Möchte mir einen Hörraum einrichten (6m x 4m x 2,50m ).
Da außer dem Fupboden PVC noch alle Veränderungen möglich
sind , wäre es toll von Euch wenn ich Anregungen bekäme
wie ich anfangen soll.
Sollte die bestehende Holzdecke (Nut&Feder-Bretter)entfernt
werden?
Möchte am Beginn der Umgestaltung keine Fehler machen.
Bin sehr dankbar für Eure Erfahrungen und Anregungen.

Schönen Tag von voby25
HiFi-Selbstbau
Inventar
#2 erstellt: 19. Mrz 2008, 16:26
Hi voby25,

die Holzdecke ist - in der Regel - ein guter Bass-/Grundtonabsorber. Da man in dem Frequenzbereich mit anderen "kosmetischen" Maßnahmen (Vorhänge, Schaumstoff etc.) kaum etwas ausrichten kann würde ich die Decke erst mal drin lassen - wenn nix klappert.

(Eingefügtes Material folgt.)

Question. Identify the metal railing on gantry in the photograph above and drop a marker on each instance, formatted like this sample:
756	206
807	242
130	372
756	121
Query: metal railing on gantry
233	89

Dazu einfach mal einen Sinussweep über die Boxen abspielen und gucken ähm hören ob die Decke Störgeräusche macht und ob das bei normaler Musik auch noch rauszuhören ist.

Noch besser wäre eine Nachhallzeitzmessung des Raumes. Wenn die Decke einen starken Einbruch der Nachhallzeit in einem schmalen Frequenzgereich bewirkt ist das auch eher kontroproduktiv. Am schönsten wäre eine breitbandige Wirkung unterhalb von 500 Hz.

Gruß Pico
Klaus-R.
Inventar
#3 erstellt: 20. Mrz 2008, 15:30
Moin voby25,

Nachhallzeitmessung: wird richtigerweise mit einer rundumstrahlenden Schallquelle durchgeführt. Wenn man, wie dies wohl die meisten tun, mit einem normalen, d.h. bündelnden Lautsprecher tut, misst man nicht die Nachhallzeit RT60 des Raumes, sondern etwas, was aus dem Zusammenspiel der Lautsprecher mit dem Raum resultiert:

Toole, “Lautsprecher und Räume für Schallwiedergabe - ein wissenschaftlicher Überblick" (Loudspeakers and rooms for sound reproduction – a scientific review), J. of the Audio Engineering Society 2006, S.451

Selbst bei Verwendung rundumstrahlender Schallquellen erhält man verschiedene Resultate für verschiedene Positionen von Schallquelle und/oder Mikrophon:

Davy, “Die durch Veränderung der Lautsprecherposition verursachte Streuung von Nachhallzeitmessungen" (The variance of reverberation time measurements due to loudspeaker position variation), J. of Sound and Vibration 1988, vol. 132, no. 3, S.403

Hinzu kommt, daß das Schallfeld in akustisch kleinen Räumen nicht diffus, sondern stark direktional ist:

Gover et al., “Messungen der direktionalen Eigenschaften von Schallfeldern in Räumen mit einer sphärischen Mikrophonanordnung" (Measurements of directional properties of reverberant sound fields in rooms using a spherical microphone array), J. of Acoust. Soc. of America 2004, vol. 116, no. 4, pt.1, S.2138

sodaß RT60 als Parameter keine Aussagekraft hat.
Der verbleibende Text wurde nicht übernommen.